In a post on his Truth Social, Trump stated that securities regulators should stop requiring companies to release financial reports every three months and instead switch to a six-month reporting period.

Since 1970, the Securities and Exchange Commission (SEC) has required publicly traded companies to report quarterly. "This would save money and allow managers to focus on properly running their companies," Trump wrote.

During his first term, Trump requested the SEC to review the three-month and six-month reporting requirements. Nothing changed. Supporters of this change argue that quarterly reports are costly and time-consuming, discouraging companies from going public. They also claim that company executives focus too much on quarterly earnings targets rather than long-term planning.

The Long-Term Stock Exchange (LTSE) is also calling for changes in the frequency with which companies are required to report financial results. The LTSE is a stock market that advocates for companies to focus on long-term goals and performance, and it recently said it will submit a petition to the SEC requesting that companies report earnings once every six months, while still having the option to report quarterly.

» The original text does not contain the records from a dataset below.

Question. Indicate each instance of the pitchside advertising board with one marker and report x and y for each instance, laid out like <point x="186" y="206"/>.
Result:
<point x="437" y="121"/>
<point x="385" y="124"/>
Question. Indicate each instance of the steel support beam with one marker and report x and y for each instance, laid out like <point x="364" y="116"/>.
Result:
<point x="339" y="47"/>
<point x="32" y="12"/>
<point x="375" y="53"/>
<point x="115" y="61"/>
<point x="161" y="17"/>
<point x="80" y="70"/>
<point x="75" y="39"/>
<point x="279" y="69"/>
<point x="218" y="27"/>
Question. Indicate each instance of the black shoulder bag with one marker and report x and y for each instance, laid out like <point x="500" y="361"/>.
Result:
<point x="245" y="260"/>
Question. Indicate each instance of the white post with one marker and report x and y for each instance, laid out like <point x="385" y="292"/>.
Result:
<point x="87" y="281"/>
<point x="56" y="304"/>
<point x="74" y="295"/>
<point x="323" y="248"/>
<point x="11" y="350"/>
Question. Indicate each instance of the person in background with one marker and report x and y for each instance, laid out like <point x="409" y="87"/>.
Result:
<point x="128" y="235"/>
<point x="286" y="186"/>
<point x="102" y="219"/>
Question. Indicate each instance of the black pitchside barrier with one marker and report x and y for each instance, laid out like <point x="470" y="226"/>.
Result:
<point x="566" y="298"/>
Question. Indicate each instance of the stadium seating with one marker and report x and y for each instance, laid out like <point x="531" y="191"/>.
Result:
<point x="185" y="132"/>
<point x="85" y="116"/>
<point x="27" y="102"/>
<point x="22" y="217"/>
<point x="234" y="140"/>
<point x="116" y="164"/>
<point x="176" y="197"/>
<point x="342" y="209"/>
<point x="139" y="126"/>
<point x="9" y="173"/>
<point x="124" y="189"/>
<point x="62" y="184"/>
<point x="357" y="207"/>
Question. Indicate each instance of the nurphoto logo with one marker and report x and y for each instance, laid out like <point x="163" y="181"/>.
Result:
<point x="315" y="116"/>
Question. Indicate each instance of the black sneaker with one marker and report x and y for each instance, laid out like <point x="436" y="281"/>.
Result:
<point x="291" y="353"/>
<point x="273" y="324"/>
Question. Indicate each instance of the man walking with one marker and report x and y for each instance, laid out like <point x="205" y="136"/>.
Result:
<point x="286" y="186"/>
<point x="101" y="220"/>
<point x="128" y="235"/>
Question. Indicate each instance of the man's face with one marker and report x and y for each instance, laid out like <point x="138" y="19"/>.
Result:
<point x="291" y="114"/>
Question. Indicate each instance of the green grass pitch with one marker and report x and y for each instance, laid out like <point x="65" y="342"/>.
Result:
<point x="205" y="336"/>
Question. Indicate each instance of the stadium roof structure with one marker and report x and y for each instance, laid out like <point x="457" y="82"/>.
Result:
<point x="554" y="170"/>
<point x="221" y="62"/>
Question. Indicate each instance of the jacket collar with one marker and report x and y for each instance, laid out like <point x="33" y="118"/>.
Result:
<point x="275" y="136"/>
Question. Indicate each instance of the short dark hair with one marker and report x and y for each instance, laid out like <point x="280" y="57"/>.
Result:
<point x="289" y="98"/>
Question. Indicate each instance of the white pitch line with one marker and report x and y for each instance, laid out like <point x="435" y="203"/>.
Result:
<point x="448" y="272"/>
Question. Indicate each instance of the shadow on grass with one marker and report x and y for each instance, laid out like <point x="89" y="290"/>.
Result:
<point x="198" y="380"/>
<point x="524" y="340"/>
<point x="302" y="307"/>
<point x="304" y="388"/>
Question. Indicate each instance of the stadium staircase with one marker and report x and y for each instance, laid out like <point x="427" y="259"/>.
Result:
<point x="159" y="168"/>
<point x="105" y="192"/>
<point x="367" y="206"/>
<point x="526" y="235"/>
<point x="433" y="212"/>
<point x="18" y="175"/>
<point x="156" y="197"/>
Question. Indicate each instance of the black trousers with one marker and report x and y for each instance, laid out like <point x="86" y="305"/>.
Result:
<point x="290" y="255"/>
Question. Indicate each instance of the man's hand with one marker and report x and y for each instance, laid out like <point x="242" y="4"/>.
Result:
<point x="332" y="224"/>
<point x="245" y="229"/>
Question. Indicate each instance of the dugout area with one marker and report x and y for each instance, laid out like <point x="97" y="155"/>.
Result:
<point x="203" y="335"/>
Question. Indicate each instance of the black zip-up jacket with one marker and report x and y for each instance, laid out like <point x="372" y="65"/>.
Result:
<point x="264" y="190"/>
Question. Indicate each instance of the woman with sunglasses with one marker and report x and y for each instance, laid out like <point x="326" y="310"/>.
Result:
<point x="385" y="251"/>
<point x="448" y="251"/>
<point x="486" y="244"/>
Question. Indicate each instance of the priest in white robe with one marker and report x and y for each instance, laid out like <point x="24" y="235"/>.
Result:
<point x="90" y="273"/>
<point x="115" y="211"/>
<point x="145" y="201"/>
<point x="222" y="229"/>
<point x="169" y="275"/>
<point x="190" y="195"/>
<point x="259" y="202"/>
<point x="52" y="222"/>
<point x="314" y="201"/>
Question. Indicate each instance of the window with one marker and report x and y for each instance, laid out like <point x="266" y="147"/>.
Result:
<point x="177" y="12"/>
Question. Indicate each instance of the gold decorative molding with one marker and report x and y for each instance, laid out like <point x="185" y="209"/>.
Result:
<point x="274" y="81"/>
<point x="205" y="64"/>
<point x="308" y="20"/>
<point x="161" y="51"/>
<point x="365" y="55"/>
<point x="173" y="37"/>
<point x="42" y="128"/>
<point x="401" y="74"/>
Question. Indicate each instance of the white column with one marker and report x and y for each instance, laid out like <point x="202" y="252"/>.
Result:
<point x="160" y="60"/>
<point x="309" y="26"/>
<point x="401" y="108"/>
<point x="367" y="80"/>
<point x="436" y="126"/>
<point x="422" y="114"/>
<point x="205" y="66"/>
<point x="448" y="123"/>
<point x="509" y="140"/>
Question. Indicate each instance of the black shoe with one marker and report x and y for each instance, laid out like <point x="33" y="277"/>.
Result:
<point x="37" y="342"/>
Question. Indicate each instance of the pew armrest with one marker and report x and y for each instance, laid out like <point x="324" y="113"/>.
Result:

"This petition represents an important step toward allowing truly long-term companies to focus on sustainable growth rather than quarterly noise," said Maliz Beams, CEO of LTSE, in a statement about the proposed petition.

Supporters of quarterly earnings reports argue that the reports provide valuable financial updates for investors and make them aware of new risks facing companies.

David S. Koo, an assistant professor of accounting at the Donald G. Coughlan School of Business at George Mason University, pointed out in a 2024 report that more frequent reporting usually provides investors who need to assess a company's health and prospects with more context and perspective.

Koo also said that this was the original intention of the SEC when it changed its policy in 1970 to require companies to disclose financial results on a quarterly basis rather than a semi-annual basis. This policy emerged from the booming economy after World War II, followed by a recession.

Companies that thrived during the expansion period were able to conceal their declining profits during the downturn, which harmed investors. "Koo said that the purpose of quarterly reporting was to reduce information asymmetry."